The video transformer that supplies power to my coax headend (home video distribution system) is apparently beginning to fail. Surprisingly, finding a replacement for the transformer has become a bit of a project. Radio Shack and others I've tried can only get as close as a 24 volt unit and the amps do not match at all. One salesman suggested I try the original manufactuer, Ault Inc., but their web site provided me with no encouragement -- do they still sell the product?, how do I contact them electronically? At this point, I would be happy to buy any video transformer with the right specs. Sorry if I have posted this in the wrong place. This is my very first posting to any chatroom. Thanks in advance. keith


----------



## AntAltMike (Nov 21, 2004)

You are looking for a step-down transformer. Is the output AC or DC? 26 volts is usually AC, but AC transformers usually work or don't, whereas one "leg" of a DC rectifier has failed or the internal filter capacitor has deteriorated and so the device connected to such a converter will suffer the effects of 60 Hz or 120 Hz hum.

Don't worry about exactly matching the voltage, but consider the amp rating to be a minimum. You may have to use plug from your old supply if the new one is not compatible. with your video system's input connector. 

There are lots of transformers and power supplies available on eBay cheap, but it takes a little persistence to find them. I think 26.2 or 26.3 VAC is a standard filament transformer output voltage


----------



## AntAltMike (Nov 21, 2004)

Blonder Tongue makes a 27 volt, 1.3 amp transformer for its BIDAs that don't have internal power supplies. I'll look at one tomorrow to see what the part number is.

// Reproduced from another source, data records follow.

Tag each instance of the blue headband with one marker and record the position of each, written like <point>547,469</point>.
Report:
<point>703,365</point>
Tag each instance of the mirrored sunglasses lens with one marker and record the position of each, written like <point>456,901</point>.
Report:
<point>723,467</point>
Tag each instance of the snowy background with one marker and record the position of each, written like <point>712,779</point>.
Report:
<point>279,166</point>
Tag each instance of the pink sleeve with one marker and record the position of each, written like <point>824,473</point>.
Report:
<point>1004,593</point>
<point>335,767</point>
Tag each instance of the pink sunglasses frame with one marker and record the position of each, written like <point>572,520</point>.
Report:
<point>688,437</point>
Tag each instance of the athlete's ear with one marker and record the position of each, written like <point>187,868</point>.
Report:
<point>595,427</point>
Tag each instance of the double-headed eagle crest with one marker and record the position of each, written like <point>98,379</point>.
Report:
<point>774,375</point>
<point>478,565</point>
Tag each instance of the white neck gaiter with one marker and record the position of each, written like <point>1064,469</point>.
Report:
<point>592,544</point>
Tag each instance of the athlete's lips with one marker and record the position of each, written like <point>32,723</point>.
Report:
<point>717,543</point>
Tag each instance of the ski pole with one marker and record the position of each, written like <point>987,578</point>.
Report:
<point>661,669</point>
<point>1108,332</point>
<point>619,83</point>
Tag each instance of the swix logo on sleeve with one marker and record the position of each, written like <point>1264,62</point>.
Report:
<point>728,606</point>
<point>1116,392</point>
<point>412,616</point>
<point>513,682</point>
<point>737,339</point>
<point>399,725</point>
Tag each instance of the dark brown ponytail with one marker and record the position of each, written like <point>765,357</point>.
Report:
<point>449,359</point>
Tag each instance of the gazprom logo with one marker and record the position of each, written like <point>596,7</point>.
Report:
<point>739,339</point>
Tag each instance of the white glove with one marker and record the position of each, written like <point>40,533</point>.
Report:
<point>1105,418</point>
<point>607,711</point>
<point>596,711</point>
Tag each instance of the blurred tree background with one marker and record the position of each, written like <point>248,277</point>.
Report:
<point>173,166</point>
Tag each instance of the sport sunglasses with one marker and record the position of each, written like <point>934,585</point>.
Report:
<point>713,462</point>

I think I pay under $15 for them, so you might pay about $30 if you can find a dealer to sell you one.


----------



## AntAltMike (Nov 21, 2004)

Blonder Tongue part number 515013400B. Transformer for ARP-ACA/-RP amplifier. 26.3 VAC, 1.3 amp.

Or, if you want a little surplus capacity:
Blonder Tongue part number515024900B. Transformer for ARP-FRDA amplifier. 26.3VAC, 1.7 amp.

Blonder Tongue won't sell them directly to you, but you might be able to get Solid Signal or Stark Electronic to order one.


----------